- Theatrical release poster
- Directed by: John Rawlins
- Screenplay by: Maxwell Shane
- Story by: Paul Franklin Aaron Gottlieb
- Produced by: William H. Pine William C. Thomas
- Starring: Richard Arlen Jean Parker Mary Carlisle Phillip Terry Dick Purcell Ralph Sanford
- Cinematography: Fred Jackman Jr.
- Edited by: William H. Ziegler
- Production company: Pine-Thomas Productions
- Distributed by: Paramount Pictures
- Release date: January 24, 1942;
- Running time: 70 minutes
- Country: United States
- Language: English

= Torpedo Boat (film) =

1942 film by John Rawlins

Torpedo Boat is a 1942 American drama film from Pine-Thomas Productions directed by John Rawlins, written by Maxwell Shane, and starring Richard Arlen, Jean Parker, Mary Carlisle, Phillip Terry, Dick Purcell and Ralph Sanford. It was released on January 24, 1942, by Paramount Pictures.

== Cast ==
- Richard Arlen as Skinner Barnes
- Jean Parker as Grace Holman
- Mary Carlisle as Jane Townsend
- Phillip Terry as Tommy Whelan
- Dick Purcell as Ralph Andrews
- Ralph Sanford as Hector Bobry
- Oscar O'Shea as Captain Mike
- Robert Middlemass as Mr. Townsend
- Warren Hymer as Marine
- William Haade as Big Sweeney, Riveter
- Virginia Sale as Mrs. Sweeney

==Production==
The film was based on an original story by Alex Gottlieb. Pine-Thomas Productions bought it in May 1941 and assigned Richard Arlen to star.

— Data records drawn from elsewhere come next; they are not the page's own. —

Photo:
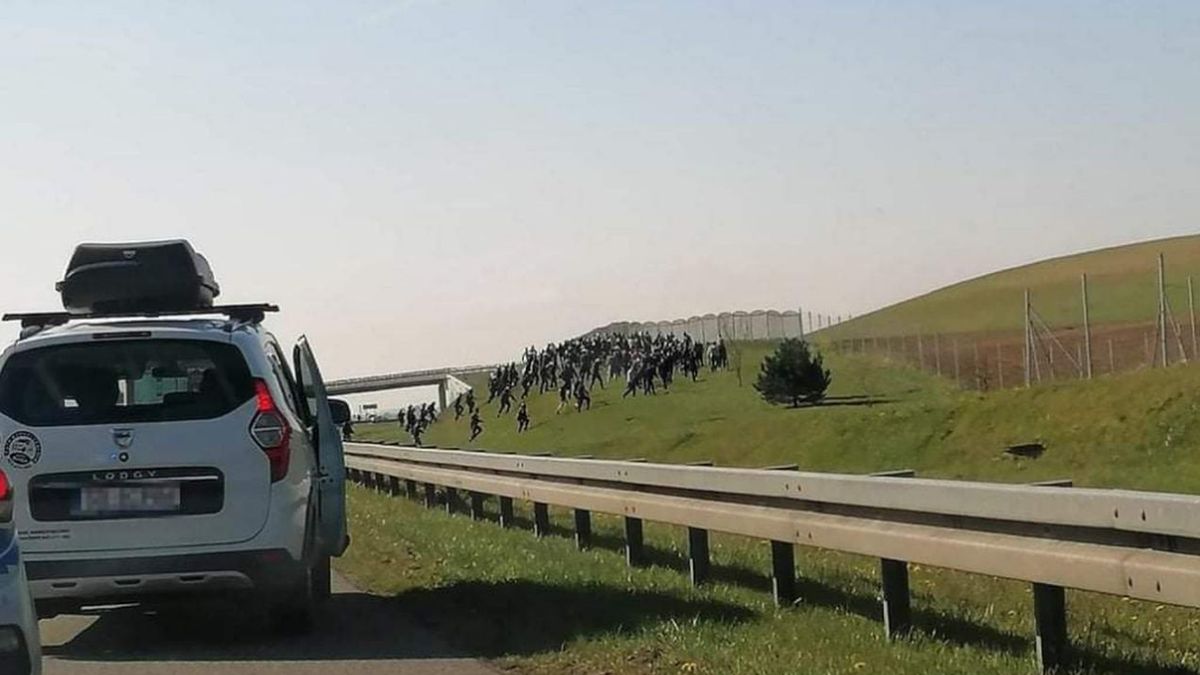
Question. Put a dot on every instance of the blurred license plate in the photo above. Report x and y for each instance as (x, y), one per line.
(149, 499)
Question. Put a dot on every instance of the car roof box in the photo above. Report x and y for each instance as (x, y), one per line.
(151, 278)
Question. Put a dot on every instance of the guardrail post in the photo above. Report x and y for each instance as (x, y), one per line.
(582, 529)
(897, 598)
(540, 519)
(635, 542)
(783, 560)
(699, 563)
(1050, 625)
(783, 572)
(507, 512)
(894, 580)
(1050, 613)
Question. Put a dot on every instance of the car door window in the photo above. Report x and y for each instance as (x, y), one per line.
(283, 375)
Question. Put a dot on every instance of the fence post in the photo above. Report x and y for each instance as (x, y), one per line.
(507, 512)
(1029, 342)
(1087, 332)
(894, 579)
(635, 542)
(783, 572)
(958, 371)
(897, 598)
(699, 563)
(477, 506)
(1192, 310)
(1162, 310)
(582, 529)
(540, 519)
(1050, 626)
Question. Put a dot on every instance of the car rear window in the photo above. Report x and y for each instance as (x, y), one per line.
(126, 381)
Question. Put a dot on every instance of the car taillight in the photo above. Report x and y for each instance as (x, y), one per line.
(5, 499)
(270, 430)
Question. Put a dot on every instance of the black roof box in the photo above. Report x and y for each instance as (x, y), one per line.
(150, 276)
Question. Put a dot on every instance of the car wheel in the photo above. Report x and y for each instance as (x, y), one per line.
(322, 579)
(295, 613)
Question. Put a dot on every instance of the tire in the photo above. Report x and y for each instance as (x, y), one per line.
(322, 579)
(295, 613)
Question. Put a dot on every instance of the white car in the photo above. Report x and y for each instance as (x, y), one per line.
(21, 651)
(163, 458)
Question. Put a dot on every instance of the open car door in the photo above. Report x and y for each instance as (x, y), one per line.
(327, 437)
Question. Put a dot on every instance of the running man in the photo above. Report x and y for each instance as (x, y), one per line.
(477, 426)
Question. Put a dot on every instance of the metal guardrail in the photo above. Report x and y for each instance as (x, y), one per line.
(408, 375)
(1119, 542)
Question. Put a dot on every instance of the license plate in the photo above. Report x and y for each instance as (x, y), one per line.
(142, 499)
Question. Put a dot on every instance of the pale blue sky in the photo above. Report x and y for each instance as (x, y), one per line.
(432, 183)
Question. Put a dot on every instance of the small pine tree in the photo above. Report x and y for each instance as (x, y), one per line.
(793, 375)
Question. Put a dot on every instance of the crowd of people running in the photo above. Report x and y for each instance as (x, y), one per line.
(574, 369)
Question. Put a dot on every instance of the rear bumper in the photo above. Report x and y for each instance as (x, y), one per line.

Filming started October 1941. Arlen had made three films for Pine-Thomas, who then signed a new three-film contract with the actor; this was the first movie under that contract and the first to not deal with an aviation theme.

Frances Farmer was supposed to play the female lead but she was then put in Son of Fury (1942). She was replaced by Jean Parker who had made a number of films for Pine-Thomas.

The film was shot before America's entry into World War II, but released afterwards. In January 1942 the Los Angeles Times wrote it was "one of those modest Pine Thomas affairs which might have slipped by without a ripple a month ago but which today sound like prophecy."

In particular the film attracted attention for a scene where an old ship was converted into a fighter with planes on top and torpedo boats below; the planes would scout for the enemy and then the boats would attack. Screenwriters Maxwell Shane and Richard Murphy made up this concept but then Chairman Carl Vinson of the House Naval Affairs Committee proposed a similar idea. Pine-Thomas sent a copy of the film to the committee and arranged for the film to be released earlier.